Think of that habit which I and likely everyone reading this succumb to now and then. You are talking with a friend, and can’t remember who that guy was in that movie. Without thinking, you pull out your phone and search. Mystery solved, it was Patrick Swayze. Harmless enough, right? The web in our pocket allows us to settle bar bets and track down trivia with ease. A tiny load off everyone’s mind.
The problem lies with the trend. We’re looking up more things, more often, and not because we’re more curious. It’s because we can’t be bothered to retain even the data that matter to us. The GPS in cars is an advance party of this trend: every couple months we hear of some driver who has followed the GPS to the bottom of a lake, or used a highway as a walking path because it was labeled as such on their phone’s map.

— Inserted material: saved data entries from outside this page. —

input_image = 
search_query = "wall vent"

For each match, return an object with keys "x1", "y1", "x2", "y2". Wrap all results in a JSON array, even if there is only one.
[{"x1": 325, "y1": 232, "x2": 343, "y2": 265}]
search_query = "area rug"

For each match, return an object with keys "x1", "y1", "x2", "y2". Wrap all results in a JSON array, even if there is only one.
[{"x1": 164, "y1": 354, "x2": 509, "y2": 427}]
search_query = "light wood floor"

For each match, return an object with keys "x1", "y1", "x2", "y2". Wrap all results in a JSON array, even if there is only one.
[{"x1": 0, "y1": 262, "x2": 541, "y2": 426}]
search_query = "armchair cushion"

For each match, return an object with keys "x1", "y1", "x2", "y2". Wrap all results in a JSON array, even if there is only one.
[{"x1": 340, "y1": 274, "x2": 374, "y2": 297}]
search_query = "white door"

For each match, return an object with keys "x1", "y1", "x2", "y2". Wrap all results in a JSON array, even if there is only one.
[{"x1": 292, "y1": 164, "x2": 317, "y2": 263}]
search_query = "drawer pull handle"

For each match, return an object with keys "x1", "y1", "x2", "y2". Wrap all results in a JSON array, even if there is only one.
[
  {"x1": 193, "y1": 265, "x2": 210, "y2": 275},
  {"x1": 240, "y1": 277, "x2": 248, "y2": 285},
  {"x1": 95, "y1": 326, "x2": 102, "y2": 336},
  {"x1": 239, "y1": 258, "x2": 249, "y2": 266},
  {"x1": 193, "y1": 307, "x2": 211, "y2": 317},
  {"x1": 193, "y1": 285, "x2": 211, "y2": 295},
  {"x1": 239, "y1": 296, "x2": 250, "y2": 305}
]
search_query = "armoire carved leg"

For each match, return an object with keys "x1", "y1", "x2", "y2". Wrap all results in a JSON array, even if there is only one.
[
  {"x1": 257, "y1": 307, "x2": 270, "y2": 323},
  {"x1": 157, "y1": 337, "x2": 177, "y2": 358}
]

My dad, who has driven to visit my brother in Vancouver, B.C., a dozen times, still uses the GPS despite my brother living in the same neighborhood for several years now. When I went up with him a month ago, the GPS route was slightly different, and my dad nearly had a panic attack. I convinced him to take the correct exit, but he was this close to doing something he knew was wrong simply because the map indicated he should.
If these things you’ve collected are important to you, or you found them interesting, why aren’t they inside you? Why aren’t they becoming part of the sea of experiences that makes up your unique intelligence and personality? If you fail to integrate an experience, it was, for all intents and purposes, no better than a dream.
January 1st, 2011 at 19:57
I bet the Amish know where Uncle Heinrich lives; but even they don’t make their own Vitamin C.